UK faces 'cultural catastrophe' if £100bn industry not supported, cross-party MPs say
The closed Old Vic theatre (Credit: PA)
The UK faces a "cultural catastrophe" if the £100bn industry is not supported in the wake of the Covid-19 pandemic, a cross-party group of MPs has warned.
Dozens of opposition MPs - including Lib Dem spokesperson Wera Hobhouse, Labour grandee Harriet Harman and ex-coalition government minister Alistair Carmichael - have signed a joint letter to Commons Leader Jacob Rees-Mogg, asking him to spell out exactly how the government plans to help the arts sector.
"Covid-19 has brought the arts and culture industry to its knees. Experts have suggested that the creative sector will be hit twice as hard as the wider economy, and industry leaders have warned that we are on the brink of a ‘cultural catastrophe’," the letter states.
"Without support, there is a real danger that these industries will never recover."
UK Theatre previously warned the Digital, Culture, Media and Sport Committee that 70% of theatres and production companies across the country could go out of business by the end of the year.
The letter goes on: "For many, it could be much sooner.
"We are aware that the Culture Secretary is pushing for a support package for the culture sector, and his creation of the Cultural Renewal Taskforce is hugely welcome. However, theatres and other performance venues urgently need clarity on the support that will be available to them."
Theatres will be permitted to reopen as part of a wider easing of lockdown measures on July 4, but they will be banned from hosting live performances
Culture Secretary Oliver Dowden promised earlier this month to work with performers and the industry in the coming weeks to develop "innovative ideas" that will allow venues to reopen.

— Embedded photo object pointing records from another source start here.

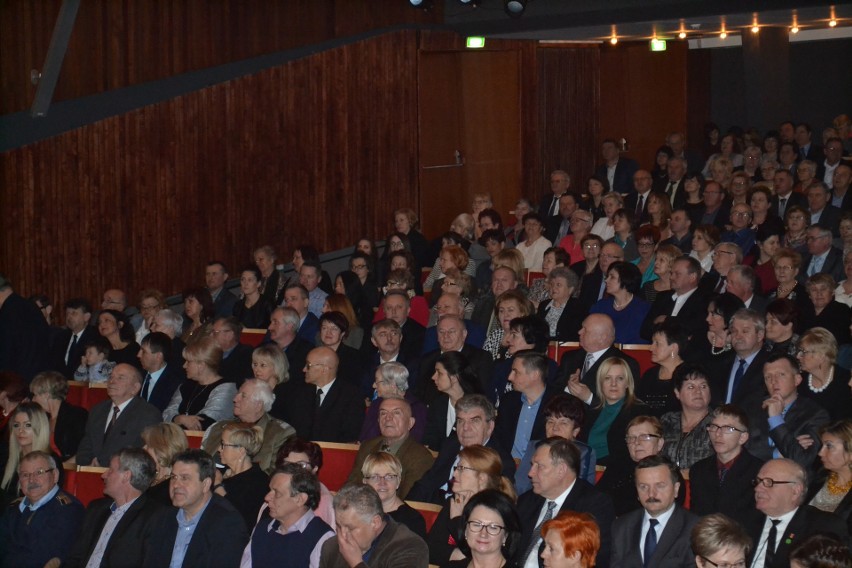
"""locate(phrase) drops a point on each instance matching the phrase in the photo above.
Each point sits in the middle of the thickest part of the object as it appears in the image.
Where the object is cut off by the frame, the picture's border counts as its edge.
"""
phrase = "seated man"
(43, 524)
(252, 404)
(395, 424)
(206, 530)
(366, 536)
(288, 532)
(117, 527)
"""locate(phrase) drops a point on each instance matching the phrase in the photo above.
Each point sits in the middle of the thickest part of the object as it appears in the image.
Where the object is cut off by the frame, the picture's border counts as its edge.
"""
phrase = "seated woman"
(563, 313)
(571, 540)
(564, 416)
(254, 310)
(383, 472)
(244, 484)
(206, 397)
(685, 431)
(163, 442)
(624, 305)
(392, 382)
(454, 378)
(668, 340)
(828, 312)
(67, 422)
(479, 468)
(823, 380)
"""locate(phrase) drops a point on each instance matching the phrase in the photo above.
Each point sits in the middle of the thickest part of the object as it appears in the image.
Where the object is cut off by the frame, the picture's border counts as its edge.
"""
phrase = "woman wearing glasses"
(478, 469)
(383, 472)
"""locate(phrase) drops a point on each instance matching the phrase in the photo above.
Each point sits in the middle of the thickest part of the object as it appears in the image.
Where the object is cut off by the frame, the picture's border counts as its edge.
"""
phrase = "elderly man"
(474, 425)
(658, 534)
(204, 529)
(366, 536)
(451, 337)
(326, 409)
(556, 488)
(252, 404)
(288, 533)
(779, 493)
(117, 527)
(780, 420)
(395, 424)
(578, 369)
(43, 524)
(118, 421)
(236, 356)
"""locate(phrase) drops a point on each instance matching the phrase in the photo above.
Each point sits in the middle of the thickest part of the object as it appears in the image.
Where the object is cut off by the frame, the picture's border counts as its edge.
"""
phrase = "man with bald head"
(325, 409)
(579, 368)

But Ms Hobhouse, who co-ordinated the cross-party letter, wants time to be set aside in the Commons to discuss the issue.
"The government must provide certainty and security for the hundreds of communities, spanning the UK, who rely on thriving cultural sectors to draw in visitors," she said.
"There are many questions left to answer about the future of these organisations – from how to social distance onstage to when a museum can expect to operate at full capacity once more."
She added: "We must make sure that our arts and culture do not become the forgotten industry, in the pandemic recovery project."